The study further concluded that putting a stadium downtown would attract two million more hotel room nights over that 10-year span.
“HSP’s analysis shows that the downtown project would have a major positive economic impact on the City of San Diego’s hotels and the overall local economy,” the Chargers said in a news release.
The Chargers are putting their plans before voters in November as Measure C, which sets out a financial and land-use framework for the project. It needs 66 percent approval to pass because it would increase San Diego's hotel room tax.
The city of San Diego's Tourism Marketing District, the financial consultant Public Resources Advisory Group and the San Diego County Taxpayers Association each issued reports contending that the Chargers' plan for paying for construction and operations of the facility doesn't add up.
Those reports were balanced somewhat by a fiscal analysis from the city's Independent Budget Analyst's office, which suggested that an increase in the city's hotel room tax would likely raise enough money to pay for the public contribution to the estimated $1.8 billion project, but only if the team's estimates hold up.
But like the taxpayers' group, the IBA cautioned that the city's general fund -- which pays for basic services like public safety and libraries -- would be put at risk if revenue projections are overly optimistic. The IBA issued its fiscal analysis of Measure C on Monday.
According to the Chargers, the team's consultants determined demand, and projected impacts and benefits associated with the project, including greater attendance, more room nights and higher hotel rates.
The Chargers, who've wanted a new stadium for about 15 years, have proposed to build the facility in the East Village near Petco Park. The team and National Football League would contribute $650 million and the public would add the rest by raising the hotel room tax to 16.5 percent -- from the current 10.5 percent plus 2 percent tourism marketing fee.
The Chargers have agreed to play in the new facility for 30 years if Measure C passes. If it doesn't, the team has an option to join the Rams as the second tenant of a future stadium in Inglewood in Los Angeles County.
Read the Chargers full news release regarding the study below:
A new independent economic study has determined that the downtown convention center and stadium created by Measure C will result in a significant positive impact on San Diego’s convention and hotel industry, with more than $750 million in new hotel room revenue over the first 10 years of operation.
The study was conducted over the last four months by Hunden Strategic Partners, the leading destination real estate consulting and advisory firm, and was commissioned by Conventional Wisdom, the leading assembly facility programming and management consulting firm
Based on HSP’s analysis of the national and San Diego convention markets, the performance of the existing San Diego Convention Center, meeting planner interviews, and economic trend analysis, the following conclusions have been reached:
•More than 200,000 San Diego Hotel Room Nights Annually. Based on the HSP analysis, the downtown project will induce and retain more than 2,000,000 new hotel room nights for City of San Diego hotels in the first 10 years of operation and average approximately 225,000 room nights per year by stabilization. Most of these additional hotel room nights will be due to new conventions and other groups coming to San Diego that currently are not able to be accommodated. Others will be due to the impact of Chargers home games, major concerts and other sporting events to be scheduled. In total, San Diego hotel room revenue is expected to increase by more than $750 million over the first 10 years.

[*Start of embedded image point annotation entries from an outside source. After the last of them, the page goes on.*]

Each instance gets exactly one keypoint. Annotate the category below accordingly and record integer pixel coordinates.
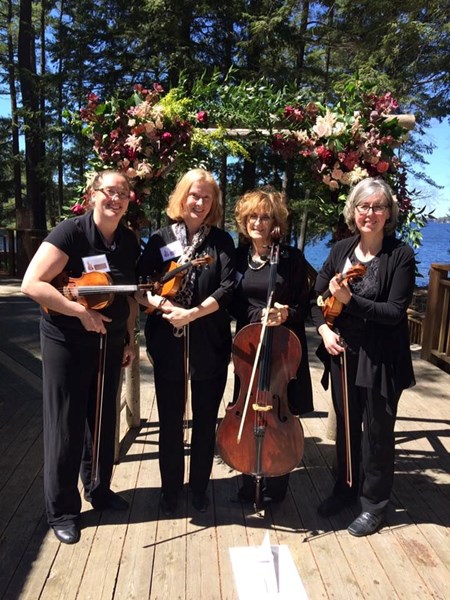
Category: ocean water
(435, 248)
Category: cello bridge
(260, 408)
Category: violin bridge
(259, 408)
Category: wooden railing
(436, 330)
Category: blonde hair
(365, 188)
(270, 200)
(181, 192)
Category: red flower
(167, 137)
(324, 154)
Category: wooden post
(133, 385)
(303, 225)
(433, 314)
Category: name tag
(171, 251)
(96, 263)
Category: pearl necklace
(260, 266)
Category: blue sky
(438, 167)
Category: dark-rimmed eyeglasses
(378, 209)
(263, 218)
(111, 192)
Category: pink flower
(294, 113)
(167, 137)
(382, 166)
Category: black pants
(70, 377)
(372, 440)
(205, 396)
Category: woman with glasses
(78, 343)
(261, 215)
(188, 332)
(366, 350)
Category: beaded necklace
(250, 261)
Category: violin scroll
(331, 306)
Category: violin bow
(98, 408)
(255, 366)
(348, 450)
(187, 384)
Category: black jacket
(384, 355)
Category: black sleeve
(402, 279)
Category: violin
(331, 306)
(96, 291)
(169, 284)
(259, 435)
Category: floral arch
(151, 133)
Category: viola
(169, 284)
(259, 435)
(331, 306)
(95, 289)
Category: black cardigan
(384, 355)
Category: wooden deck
(140, 554)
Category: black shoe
(200, 502)
(246, 495)
(168, 504)
(365, 524)
(68, 533)
(111, 501)
(334, 504)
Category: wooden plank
(134, 578)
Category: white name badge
(172, 250)
(96, 263)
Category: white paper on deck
(266, 572)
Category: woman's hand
(177, 315)
(332, 341)
(278, 314)
(340, 290)
(93, 320)
(128, 355)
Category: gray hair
(363, 190)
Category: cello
(259, 435)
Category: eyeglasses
(378, 209)
(263, 218)
(111, 192)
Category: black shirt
(79, 238)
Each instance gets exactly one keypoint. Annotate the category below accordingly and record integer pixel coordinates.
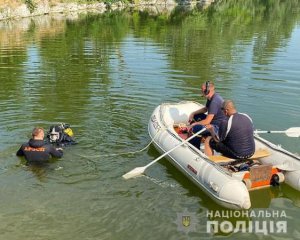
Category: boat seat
(260, 153)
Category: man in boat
(235, 138)
(36, 151)
(199, 119)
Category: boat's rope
(126, 153)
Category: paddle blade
(293, 132)
(136, 172)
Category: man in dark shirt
(199, 119)
(36, 150)
(235, 138)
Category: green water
(104, 75)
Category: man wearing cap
(36, 151)
(199, 119)
(235, 138)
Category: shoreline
(45, 7)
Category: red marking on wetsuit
(31, 149)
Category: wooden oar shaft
(172, 149)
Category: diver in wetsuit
(36, 150)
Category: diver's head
(54, 135)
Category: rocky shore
(16, 9)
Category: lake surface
(104, 75)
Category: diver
(61, 135)
(36, 150)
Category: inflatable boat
(226, 181)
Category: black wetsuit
(37, 151)
(236, 137)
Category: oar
(140, 170)
(291, 132)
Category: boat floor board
(260, 153)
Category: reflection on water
(105, 74)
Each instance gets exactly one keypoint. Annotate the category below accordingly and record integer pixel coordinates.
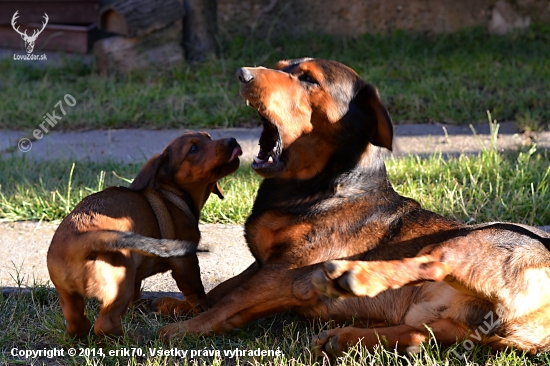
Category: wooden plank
(74, 12)
(157, 50)
(55, 37)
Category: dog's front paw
(332, 343)
(170, 331)
(175, 307)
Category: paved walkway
(24, 244)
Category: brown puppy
(115, 238)
(326, 196)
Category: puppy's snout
(244, 75)
(231, 142)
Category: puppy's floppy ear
(147, 173)
(282, 64)
(369, 102)
(217, 190)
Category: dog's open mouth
(271, 147)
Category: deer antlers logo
(29, 40)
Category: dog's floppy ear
(217, 190)
(147, 173)
(369, 101)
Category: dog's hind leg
(115, 289)
(369, 278)
(268, 292)
(186, 272)
(72, 305)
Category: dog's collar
(164, 219)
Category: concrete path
(24, 244)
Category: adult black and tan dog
(327, 221)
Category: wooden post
(135, 18)
(200, 29)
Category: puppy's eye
(308, 79)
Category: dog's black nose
(244, 75)
(231, 142)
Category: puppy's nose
(231, 142)
(244, 75)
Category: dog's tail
(111, 240)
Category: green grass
(490, 186)
(450, 78)
(36, 323)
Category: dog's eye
(308, 79)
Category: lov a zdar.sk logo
(29, 40)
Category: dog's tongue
(237, 152)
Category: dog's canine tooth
(258, 160)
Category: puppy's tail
(111, 240)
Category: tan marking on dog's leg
(369, 278)
(72, 305)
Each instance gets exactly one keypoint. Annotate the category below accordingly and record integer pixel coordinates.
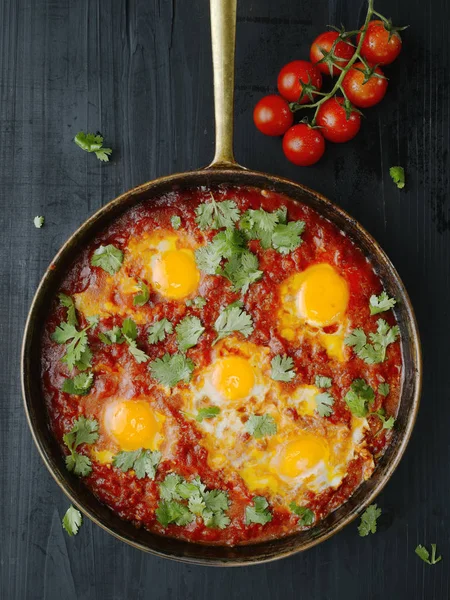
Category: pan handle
(223, 37)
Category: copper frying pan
(223, 169)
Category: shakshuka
(222, 365)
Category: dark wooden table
(140, 72)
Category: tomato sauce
(136, 499)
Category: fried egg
(314, 304)
(167, 262)
(128, 425)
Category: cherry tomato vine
(360, 83)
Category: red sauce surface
(136, 500)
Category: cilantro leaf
(144, 462)
(287, 237)
(259, 512)
(142, 297)
(209, 412)
(209, 505)
(282, 368)
(79, 385)
(188, 332)
(38, 222)
(375, 352)
(109, 258)
(158, 331)
(70, 305)
(381, 303)
(359, 397)
(398, 176)
(423, 553)
(324, 402)
(242, 270)
(215, 215)
(171, 369)
(175, 221)
(306, 515)
(323, 382)
(112, 336)
(383, 389)
(369, 520)
(173, 512)
(233, 319)
(89, 142)
(198, 302)
(84, 431)
(72, 521)
(261, 425)
(78, 342)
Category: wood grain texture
(140, 72)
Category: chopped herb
(208, 505)
(171, 369)
(142, 297)
(89, 142)
(215, 215)
(398, 176)
(282, 368)
(143, 462)
(188, 332)
(84, 431)
(233, 319)
(79, 385)
(259, 512)
(197, 302)
(158, 331)
(130, 333)
(70, 305)
(323, 382)
(306, 515)
(324, 402)
(261, 426)
(383, 389)
(109, 258)
(381, 303)
(369, 520)
(359, 397)
(175, 221)
(72, 521)
(375, 352)
(423, 553)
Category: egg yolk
(233, 377)
(175, 274)
(323, 295)
(135, 425)
(303, 454)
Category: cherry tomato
(272, 115)
(343, 51)
(335, 126)
(377, 48)
(303, 145)
(363, 94)
(291, 76)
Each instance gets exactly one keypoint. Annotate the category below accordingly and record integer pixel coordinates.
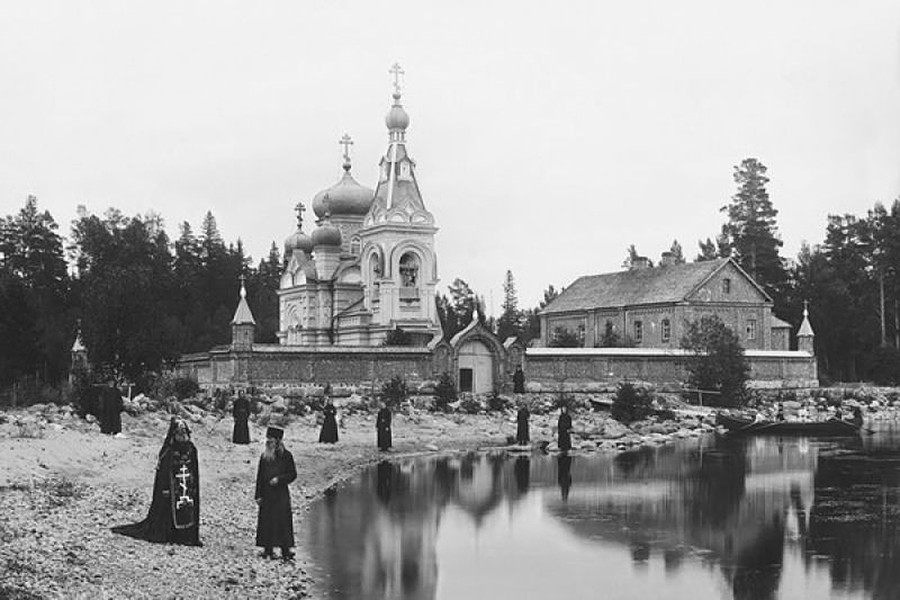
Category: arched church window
(375, 266)
(409, 270)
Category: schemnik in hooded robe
(174, 515)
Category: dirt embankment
(63, 485)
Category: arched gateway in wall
(475, 370)
(479, 359)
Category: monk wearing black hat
(275, 526)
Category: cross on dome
(346, 142)
(300, 208)
(396, 71)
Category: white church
(369, 266)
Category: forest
(139, 298)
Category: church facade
(364, 280)
(369, 267)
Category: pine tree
(751, 233)
(510, 322)
(35, 273)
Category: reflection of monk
(757, 568)
(383, 481)
(522, 471)
(564, 475)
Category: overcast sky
(548, 137)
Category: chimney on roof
(640, 262)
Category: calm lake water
(719, 518)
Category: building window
(375, 266)
(409, 269)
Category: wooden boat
(745, 426)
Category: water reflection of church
(762, 512)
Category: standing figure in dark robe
(519, 381)
(328, 433)
(241, 412)
(110, 408)
(564, 475)
(174, 515)
(564, 429)
(383, 427)
(522, 437)
(275, 524)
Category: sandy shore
(63, 485)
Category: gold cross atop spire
(300, 208)
(346, 142)
(396, 71)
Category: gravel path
(63, 485)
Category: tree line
(140, 299)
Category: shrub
(632, 403)
(470, 404)
(186, 387)
(564, 338)
(394, 392)
(496, 402)
(444, 392)
(716, 360)
(563, 400)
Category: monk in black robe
(519, 381)
(522, 437)
(241, 412)
(328, 433)
(174, 515)
(110, 408)
(564, 429)
(564, 475)
(383, 427)
(275, 524)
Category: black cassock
(241, 412)
(110, 410)
(328, 433)
(383, 426)
(522, 436)
(563, 426)
(275, 525)
(174, 515)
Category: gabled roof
(656, 285)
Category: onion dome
(326, 234)
(346, 197)
(297, 241)
(397, 119)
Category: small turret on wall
(805, 335)
(243, 326)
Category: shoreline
(63, 485)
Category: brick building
(651, 307)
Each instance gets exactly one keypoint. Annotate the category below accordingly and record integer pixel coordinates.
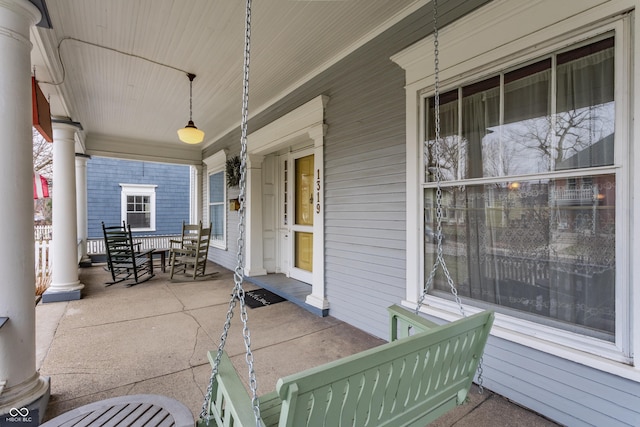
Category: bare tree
(42, 164)
(42, 155)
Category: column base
(35, 402)
(60, 296)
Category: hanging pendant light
(190, 134)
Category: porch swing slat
(410, 381)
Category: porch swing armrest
(404, 323)
(229, 399)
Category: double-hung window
(138, 206)
(530, 188)
(217, 206)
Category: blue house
(152, 197)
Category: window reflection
(542, 247)
(527, 129)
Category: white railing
(43, 264)
(43, 258)
(96, 246)
(42, 232)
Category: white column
(196, 184)
(81, 204)
(254, 262)
(65, 285)
(20, 384)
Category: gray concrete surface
(153, 338)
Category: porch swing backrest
(410, 381)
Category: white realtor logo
(22, 412)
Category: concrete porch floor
(153, 338)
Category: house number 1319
(318, 191)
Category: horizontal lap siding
(565, 391)
(104, 176)
(365, 195)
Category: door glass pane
(304, 190)
(544, 248)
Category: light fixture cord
(190, 98)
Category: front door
(302, 224)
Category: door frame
(302, 126)
(292, 227)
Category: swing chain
(438, 176)
(238, 293)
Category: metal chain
(440, 257)
(238, 293)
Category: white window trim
(215, 164)
(491, 54)
(138, 190)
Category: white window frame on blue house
(216, 166)
(144, 190)
(568, 26)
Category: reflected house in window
(528, 175)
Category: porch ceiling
(120, 65)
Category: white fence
(43, 264)
(42, 232)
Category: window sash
(460, 148)
(217, 206)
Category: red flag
(40, 186)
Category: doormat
(261, 297)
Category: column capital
(65, 123)
(15, 28)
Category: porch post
(254, 265)
(196, 188)
(81, 191)
(65, 285)
(20, 384)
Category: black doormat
(261, 297)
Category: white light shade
(190, 134)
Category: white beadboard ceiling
(119, 66)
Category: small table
(163, 258)
(138, 409)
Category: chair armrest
(404, 323)
(230, 403)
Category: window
(216, 193)
(526, 160)
(217, 205)
(138, 206)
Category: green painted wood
(410, 381)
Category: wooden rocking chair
(123, 260)
(191, 251)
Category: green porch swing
(423, 372)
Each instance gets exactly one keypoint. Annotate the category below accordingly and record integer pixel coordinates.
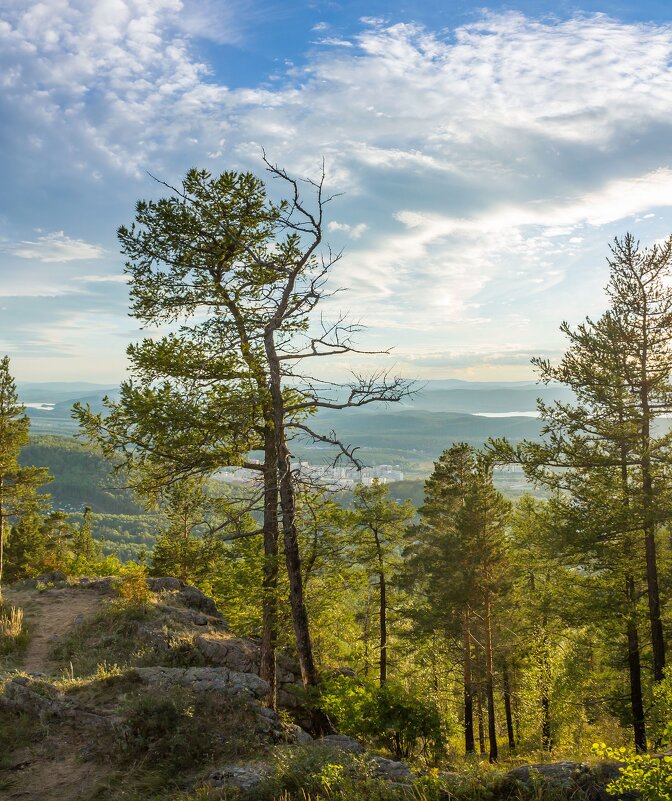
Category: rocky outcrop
(203, 679)
(391, 770)
(244, 656)
(240, 777)
(46, 702)
(340, 742)
(565, 779)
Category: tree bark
(382, 586)
(479, 701)
(507, 707)
(309, 674)
(635, 671)
(383, 628)
(469, 744)
(653, 592)
(269, 631)
(489, 681)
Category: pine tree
(379, 523)
(457, 566)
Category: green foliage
(184, 729)
(648, 776)
(319, 774)
(82, 476)
(389, 715)
(133, 587)
(662, 710)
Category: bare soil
(50, 615)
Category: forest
(466, 628)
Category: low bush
(390, 716)
(648, 776)
(182, 729)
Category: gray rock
(340, 742)
(241, 777)
(164, 583)
(230, 652)
(46, 702)
(103, 584)
(299, 736)
(391, 770)
(189, 616)
(52, 577)
(566, 778)
(195, 599)
(203, 679)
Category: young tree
(18, 485)
(379, 523)
(457, 562)
(604, 452)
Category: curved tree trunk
(269, 633)
(469, 743)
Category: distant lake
(505, 414)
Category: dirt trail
(50, 614)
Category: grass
(13, 636)
(126, 634)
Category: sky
(484, 156)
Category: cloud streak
(483, 167)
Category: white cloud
(476, 163)
(353, 231)
(103, 279)
(56, 247)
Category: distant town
(334, 477)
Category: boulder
(203, 679)
(193, 598)
(103, 584)
(164, 583)
(240, 777)
(391, 770)
(229, 652)
(51, 577)
(571, 779)
(339, 742)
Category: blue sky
(487, 155)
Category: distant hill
(444, 397)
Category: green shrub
(182, 729)
(391, 715)
(320, 774)
(647, 775)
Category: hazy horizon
(486, 156)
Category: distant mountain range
(411, 433)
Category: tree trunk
(634, 666)
(479, 701)
(2, 533)
(309, 675)
(546, 736)
(653, 595)
(546, 732)
(489, 682)
(382, 586)
(653, 592)
(269, 632)
(469, 744)
(507, 707)
(383, 628)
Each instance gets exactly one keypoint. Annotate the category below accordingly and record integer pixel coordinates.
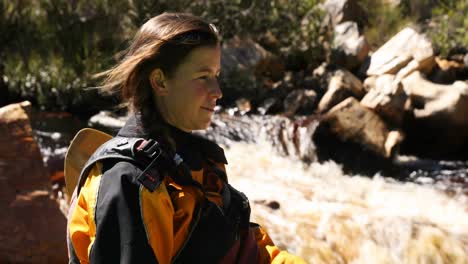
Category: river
(326, 216)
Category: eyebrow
(206, 69)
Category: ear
(158, 82)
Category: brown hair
(162, 42)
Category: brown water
(328, 217)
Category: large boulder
(439, 119)
(349, 48)
(342, 84)
(241, 57)
(32, 227)
(351, 121)
(448, 71)
(386, 97)
(406, 46)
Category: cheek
(200, 89)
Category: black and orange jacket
(115, 219)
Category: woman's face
(192, 91)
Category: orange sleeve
(269, 253)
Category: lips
(210, 109)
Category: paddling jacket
(123, 213)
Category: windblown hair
(162, 42)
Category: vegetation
(449, 28)
(50, 49)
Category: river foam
(326, 216)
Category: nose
(215, 90)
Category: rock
(396, 53)
(443, 103)
(342, 85)
(439, 123)
(351, 121)
(32, 229)
(4, 92)
(386, 97)
(242, 54)
(448, 71)
(338, 11)
(299, 100)
(243, 105)
(107, 120)
(349, 48)
(424, 66)
(241, 57)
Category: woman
(172, 203)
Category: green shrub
(449, 27)
(52, 48)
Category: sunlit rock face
(32, 228)
(326, 216)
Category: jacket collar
(194, 149)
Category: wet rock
(25, 196)
(438, 124)
(386, 97)
(289, 137)
(299, 100)
(406, 46)
(342, 85)
(349, 48)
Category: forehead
(205, 57)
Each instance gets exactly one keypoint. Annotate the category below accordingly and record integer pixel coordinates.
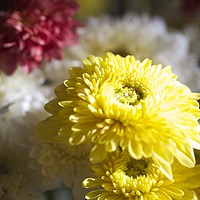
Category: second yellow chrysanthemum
(115, 101)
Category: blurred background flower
(33, 31)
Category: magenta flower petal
(35, 31)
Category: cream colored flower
(17, 180)
(141, 36)
(62, 163)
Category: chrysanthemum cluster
(33, 31)
(141, 122)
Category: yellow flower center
(136, 168)
(129, 95)
(135, 177)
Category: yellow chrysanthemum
(115, 101)
(121, 177)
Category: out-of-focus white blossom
(141, 36)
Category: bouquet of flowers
(101, 108)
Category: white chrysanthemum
(193, 33)
(62, 163)
(17, 180)
(141, 36)
(54, 164)
(21, 93)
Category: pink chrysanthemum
(33, 31)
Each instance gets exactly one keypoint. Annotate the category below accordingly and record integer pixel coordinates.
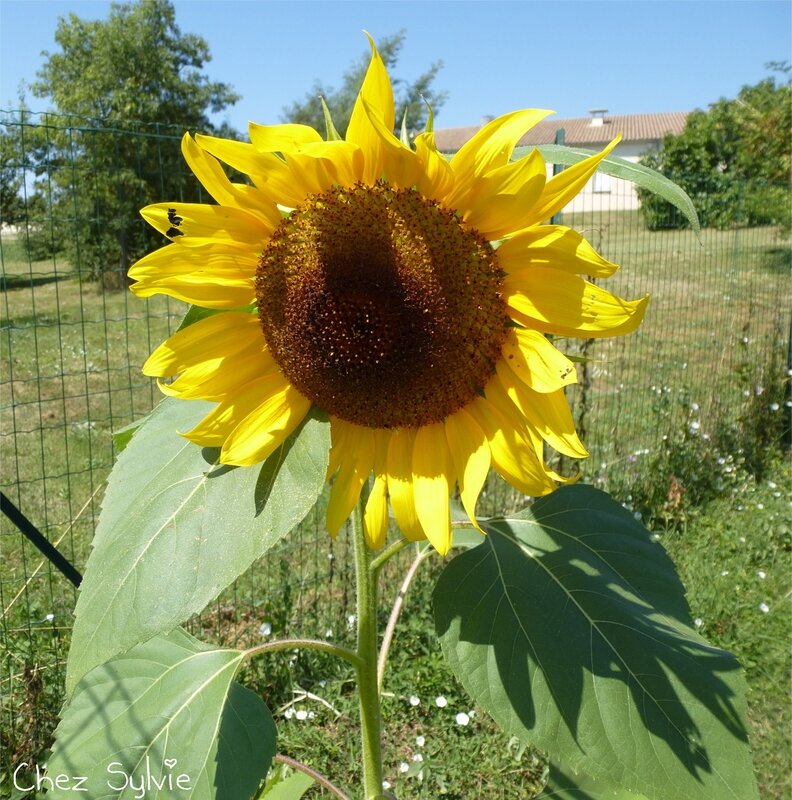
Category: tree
(409, 97)
(12, 209)
(734, 160)
(125, 89)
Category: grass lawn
(69, 374)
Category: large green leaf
(292, 787)
(177, 528)
(626, 170)
(569, 626)
(165, 709)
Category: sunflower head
(407, 295)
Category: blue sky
(629, 57)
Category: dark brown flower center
(381, 307)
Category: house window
(601, 183)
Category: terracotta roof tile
(580, 131)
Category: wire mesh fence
(72, 341)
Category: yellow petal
(375, 517)
(500, 201)
(211, 175)
(471, 457)
(435, 178)
(378, 93)
(197, 224)
(218, 378)
(560, 189)
(356, 462)
(224, 294)
(400, 167)
(400, 485)
(281, 138)
(536, 362)
(554, 301)
(335, 163)
(547, 412)
(265, 428)
(213, 337)
(432, 478)
(217, 426)
(494, 144)
(212, 260)
(554, 246)
(272, 176)
(513, 454)
(212, 276)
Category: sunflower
(406, 295)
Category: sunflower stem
(368, 690)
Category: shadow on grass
(9, 283)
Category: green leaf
(626, 170)
(167, 708)
(292, 787)
(569, 626)
(123, 436)
(561, 786)
(197, 313)
(177, 527)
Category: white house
(641, 133)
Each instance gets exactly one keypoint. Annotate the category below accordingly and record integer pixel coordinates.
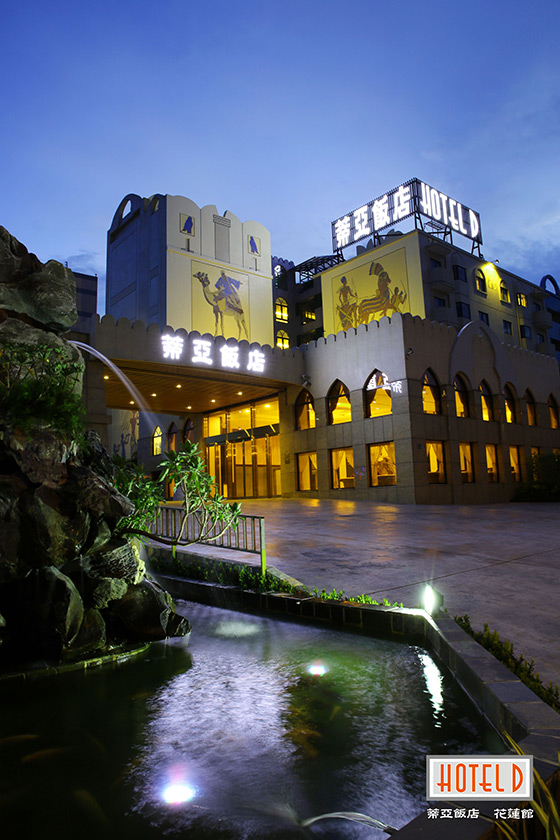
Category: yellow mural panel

•Event Demand Leads to Major ADR (Average Daily Rate) Increases. Strong demand that pushes occupancy and rates higher and ripples out to surrounding areas generated by large events will increase hotel room revenue by nearly $200 million over the first 10-year period.
•Major Hotel Tax Revenue Increase. HSP expects hotel tax revenue of more than $125 million over the first 10 years solely due to the downtown project.
•Hundreds of New Events. The downtown project is expected to be available for non-NFL events 95 percent of days per year, leading to more than 100 events per year, nearly all of which will be new to the City of San Diego, except existing NFL and college bowl games.
•Hundreds of Thousands of Attendees. HSP estimates that the downtown project’s events will attract more than 200,000 non-sports and entertainment attendees per year and more than 900,000 total attendees per year.
In conclusion, HSP’s analysis shows that the downtown project would have a major positive economic impact on the City of San Diego’s hotels and the overall local economy.